Following Restore one table from an ALL database dump and Restore a Single Table From mysqldump, I would like to add my own thoughts and comments on the subject.
I also wish to note performance issues with the two suggested solutions, and offer improvements.
Problem relevanceWhile the problem is interesting, I just want to note that it is relevant in very specific database dimensions. Too small - and it doesn't matter how you solve it (e.g. just open vi/emacs and copy+paste). Too big - and it would not be worthwhile to restore from mysqldump anyway. I would suggest that the problem is interesting in the whereabouts of a few dozen GB worth of data.
Problem recapGiven a dump file (generated by mysqldump), how do you restore a single table, without making any changes to other tables?
Let's review the two referenced solutions. I'll be using the employees db on for testing. I'll choose a very small table to restore: departments (only a few rows in this table).
Security based solutionChris offers to create a special purpose account, which will only have write (CREATE, INSERT, etc.) privileges on the particular table to restore. Cool hack! But, I'm afraid, not too efficient, for two reasons:
- MySQL needs to process all irrelevant queries (ALTER, INSERT, ...) only to disallow them due to access violation errors.
- Assuming restore is from remote host, we overload the network with all said irrelevant queries.
Just how inefficient? Let's time it:
- mysql> grant usage on *.* to 'restoreuser'@'localhost';
- mysql> grant select on *.* to 'restoreuser'@'localhost';
- mysql> grant all on employees.departments to 'restoreuser'@'localhost';
- $ time mysql --user=restoreuser --socket=/tmp/mysql_sandbox21701.sock --force employees < /tmp/employees.sql
- ...
- ERROR 1142 (42000) at line 343: INSERT command denied to user 'restoreuser'@'localhost' for table 'titles'
- ERROR 1142 (42000) at line 344: ALTER command denied to user 'restoreuser'@'localhost' for table 'titles'
- ...
- (lot
So, at about 30 seconds to restore a 9 rows table.

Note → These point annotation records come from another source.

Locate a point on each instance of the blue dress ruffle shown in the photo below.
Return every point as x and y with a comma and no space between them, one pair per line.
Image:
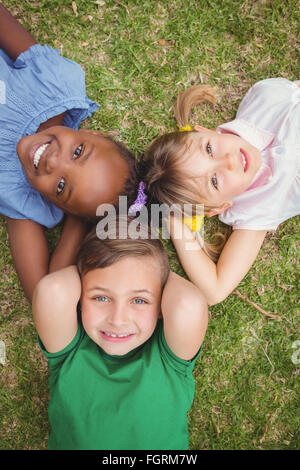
39,85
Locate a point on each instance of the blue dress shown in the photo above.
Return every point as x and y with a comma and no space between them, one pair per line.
40,84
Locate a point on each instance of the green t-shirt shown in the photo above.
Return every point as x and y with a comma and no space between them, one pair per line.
136,401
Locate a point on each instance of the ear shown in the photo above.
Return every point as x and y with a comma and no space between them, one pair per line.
201,128
219,210
90,131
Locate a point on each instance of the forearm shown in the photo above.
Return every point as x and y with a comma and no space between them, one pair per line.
14,39
217,281
54,305
65,253
184,310
200,269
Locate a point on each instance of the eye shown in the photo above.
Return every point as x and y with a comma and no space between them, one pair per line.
139,301
78,152
101,298
214,182
209,149
60,186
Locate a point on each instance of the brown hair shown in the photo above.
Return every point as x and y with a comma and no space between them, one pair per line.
163,173
96,252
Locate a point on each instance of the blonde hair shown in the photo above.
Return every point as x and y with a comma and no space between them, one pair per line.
163,173
97,251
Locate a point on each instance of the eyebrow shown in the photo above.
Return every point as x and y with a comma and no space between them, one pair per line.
134,291
83,160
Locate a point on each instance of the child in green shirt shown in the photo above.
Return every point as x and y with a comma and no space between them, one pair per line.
121,363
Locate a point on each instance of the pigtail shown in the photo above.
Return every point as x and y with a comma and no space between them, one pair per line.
190,98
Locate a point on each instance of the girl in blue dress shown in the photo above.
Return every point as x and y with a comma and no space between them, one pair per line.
47,166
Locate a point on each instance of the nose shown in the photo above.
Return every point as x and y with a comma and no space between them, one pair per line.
227,161
118,315
51,161
55,161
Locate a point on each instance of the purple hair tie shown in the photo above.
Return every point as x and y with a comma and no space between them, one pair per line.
140,200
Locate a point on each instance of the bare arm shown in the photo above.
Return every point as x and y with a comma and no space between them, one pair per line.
54,307
184,310
217,281
14,39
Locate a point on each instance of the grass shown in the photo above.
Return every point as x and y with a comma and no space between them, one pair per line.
137,56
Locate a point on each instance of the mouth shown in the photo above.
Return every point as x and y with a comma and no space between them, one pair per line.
116,337
36,152
245,159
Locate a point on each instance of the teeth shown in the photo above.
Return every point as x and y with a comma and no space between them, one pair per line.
38,154
116,336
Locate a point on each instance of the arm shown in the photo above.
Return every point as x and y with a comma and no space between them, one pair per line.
217,281
66,250
14,39
184,310
54,306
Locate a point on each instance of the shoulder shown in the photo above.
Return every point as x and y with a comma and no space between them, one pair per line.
276,91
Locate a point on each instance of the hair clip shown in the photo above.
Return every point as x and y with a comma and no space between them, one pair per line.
140,200
185,128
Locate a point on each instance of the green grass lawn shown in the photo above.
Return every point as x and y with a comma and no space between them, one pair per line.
137,56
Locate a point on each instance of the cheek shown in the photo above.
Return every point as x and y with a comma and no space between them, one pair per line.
147,321
89,317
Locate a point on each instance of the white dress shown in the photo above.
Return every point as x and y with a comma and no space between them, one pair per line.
269,118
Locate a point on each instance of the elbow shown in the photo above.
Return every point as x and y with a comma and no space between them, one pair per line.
216,298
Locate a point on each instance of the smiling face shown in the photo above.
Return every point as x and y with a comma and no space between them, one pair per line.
121,303
222,165
75,170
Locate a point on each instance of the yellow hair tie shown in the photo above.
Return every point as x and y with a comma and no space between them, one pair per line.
194,223
185,128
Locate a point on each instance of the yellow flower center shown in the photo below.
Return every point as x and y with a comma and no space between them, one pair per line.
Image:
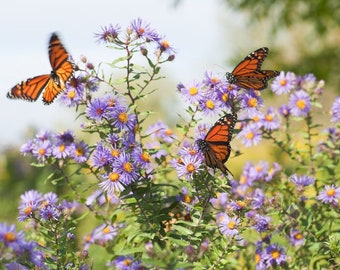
269,118
243,179
115,153
193,91
231,225
79,151
28,210
301,104
210,104
252,102
71,94
145,157
114,176
106,230
186,198
190,168
62,147
250,135
298,236
9,237
275,254
331,192
122,117
257,258
127,167
127,262
225,97
165,44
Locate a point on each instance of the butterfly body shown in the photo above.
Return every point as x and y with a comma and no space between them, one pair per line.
216,144
50,84
248,74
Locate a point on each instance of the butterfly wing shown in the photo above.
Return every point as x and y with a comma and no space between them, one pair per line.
29,89
248,74
216,145
62,69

Text filtering based solution.gtowey offers parsing the dump file beforehand:
- First, parse with grep, to detect rows where tables are referenced within dump file
- Second, parse with sed, extracting relevant rows.
Let's time this one:
- $ time grep -n 'Table structure' /tmp/employees.sql
- 23:-- Table structure for table `departments`
- 48:-- Table structure for table `dept_emp`
- 89:-- Table structure for table `dept_manager`
- 117:-- Table structure for table `employees`
- 161:-- Table structure for table `salaries`
- 301:-- Table structure for table `titles`
- real 0m0.397s
- user 0m0.232s
- sys 0m0.164s
- $ time sed -n 23,48p /tmp/employees.sql | ./use employees
- real 0m0.562s
- user 0m0.380s
- sys 0m0.176s
Much faster: about 1 second, compared to 30 seconds from above.
Nevertheless, I find two issues here:
- A correctness problem: this solution somewhat assumes that there's only a single table with desired name. I say "somewhat" since it leaves this for the user.
- An efficiency problem: it reads the dump file twice. First parsing it with grep, then with sed.
sed is much stronger than presented. In fact, the inquiry made by grep in gtowey's solution can be easily handled by sed:
- $ time sed -n "/^-- Table structure for table \`departments\`/,/^-- Table structure for table/p" /tmp/employees.sql | ./use employees
- real 0m0.573s
- user 0m0.416s
- sys 0m0.152s
So, the "/^-- Table structure for table \`departments\`/,/^-- Table structure for table/p" part tells sed to only print those rows starting from the departments table structure, and ending in the next table structure (this is for clarity: had department been the last table, there would not be a next table, but we could nevertheless solve this using other anchors).
And, we only do it in 0.57 seconds: about half the time of previous attempt.
Now, just to be more correct, we only wish to consider the employees.department table. So, assuming there's more than one database dumped (and, by consequence, USE statements in the dump-file), we use:
Further notes
- $ time sed -n "/^-- Table structure for table \`departments\`/,/^-- Table structure for table/p" /tmp/employees.sql | ./use employees
- real 0m0.573s
- user 0m0.416s
- sys 0m0.152s
- All tests used warmed-up caches.
- The sharp eyed readers would notice that departments is the first table in the dump file. Would that give an unfair advantage to the parsing-based restore methods? The answer is no. I've created an xdepartments table, to be located at the end of the dump. The difference in time is neglectful and inconclusive; we're still at ~0.58-0.59 seconds. The effect will be more visible on really large dumps; but then, so would the security-based effects.